I kept going to classes once or twice a week until I left for the U.S. at the age of 21.
Three more years passed (two in the U.S. and one in Canada) without aikido. Then, quite
accidentally, I ended up watching an Intro class at the Bloor Valley, and so the seed was planted.
About two months later, it blossomed into a deep urge to return to Aikido, but it did so only
because the soil was nourishing. As a wise man once wrote:
- "It again grows warmer around him, yellower, as it were; feeling and feeling for others
acquire depth, warm breezes of all kinds blow across him. It seems to him as if his eyes are only
now open to what is close at hand. He is astonished and sits silent: where had he
been? These close and closest things: how changed they seem! What bloom and magic they have
acquired! He looks back gratefully grateful to his wandering, to his hardness and self-alienation, to his viewing of far distances and bird-like flights in cold heights."

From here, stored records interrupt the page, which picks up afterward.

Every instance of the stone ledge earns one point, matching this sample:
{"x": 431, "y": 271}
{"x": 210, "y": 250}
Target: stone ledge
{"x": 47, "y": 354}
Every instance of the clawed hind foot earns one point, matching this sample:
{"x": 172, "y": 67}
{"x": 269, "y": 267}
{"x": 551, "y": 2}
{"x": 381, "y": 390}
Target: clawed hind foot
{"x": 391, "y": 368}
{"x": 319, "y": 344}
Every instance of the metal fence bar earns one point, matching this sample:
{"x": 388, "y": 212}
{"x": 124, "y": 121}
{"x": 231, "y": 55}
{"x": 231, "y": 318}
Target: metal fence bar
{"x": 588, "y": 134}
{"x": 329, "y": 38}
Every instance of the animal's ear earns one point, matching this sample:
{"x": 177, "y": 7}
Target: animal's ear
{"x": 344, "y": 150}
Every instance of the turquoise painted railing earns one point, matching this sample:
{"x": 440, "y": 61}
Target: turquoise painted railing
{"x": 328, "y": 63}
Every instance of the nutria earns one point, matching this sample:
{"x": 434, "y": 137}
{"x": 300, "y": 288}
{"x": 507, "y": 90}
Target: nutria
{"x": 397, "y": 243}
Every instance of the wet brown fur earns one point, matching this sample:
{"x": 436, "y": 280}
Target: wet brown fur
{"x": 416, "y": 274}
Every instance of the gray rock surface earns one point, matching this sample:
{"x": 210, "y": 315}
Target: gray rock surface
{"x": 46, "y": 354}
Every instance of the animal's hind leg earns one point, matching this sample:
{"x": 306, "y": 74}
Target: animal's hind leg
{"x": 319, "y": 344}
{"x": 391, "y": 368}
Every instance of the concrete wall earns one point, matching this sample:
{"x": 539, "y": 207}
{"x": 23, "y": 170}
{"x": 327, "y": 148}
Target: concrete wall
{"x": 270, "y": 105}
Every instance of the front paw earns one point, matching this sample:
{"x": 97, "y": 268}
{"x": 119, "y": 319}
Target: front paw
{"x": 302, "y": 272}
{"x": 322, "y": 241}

And so it is that I returned to Aikido. But it is not all milk and honey. Coming back to
practice after three years of absence can do a lot to your body, especially to joints and tendons. It
is an ordeal just to kneel on the mat before class, not to mention the constant challenge that
suwari-waza presents. There is also a bunch of bad habits that I've developed and that now
require attention. There are differences in approach, especially in the role of uke (for example, I
was taught to do rolls whenever possible and save breakfalls only for "emergencies") to which I
still have to adjust in order not to spoil nage's practice. However, once I am on the mat, all of this
fades away. The only thing that exists is the technique at hand. Not individual movements, not the
feelings, only the technique as an integral whole. True enough, movements and feelings are there,
but only as two aspects of one deeper reality. When I descent to that point, true art begins and I
am a beginner forever, for when the journey is infinite, we are always just a step away from the
start. I would not have it any other way since...
- "...wonder continues to bubble up, and joy rushes to the surface, with release in the
recognition and liberation in the awakening. And we all know how to wonder, which speaks in the
tongues of that God within, and inexplicably points home."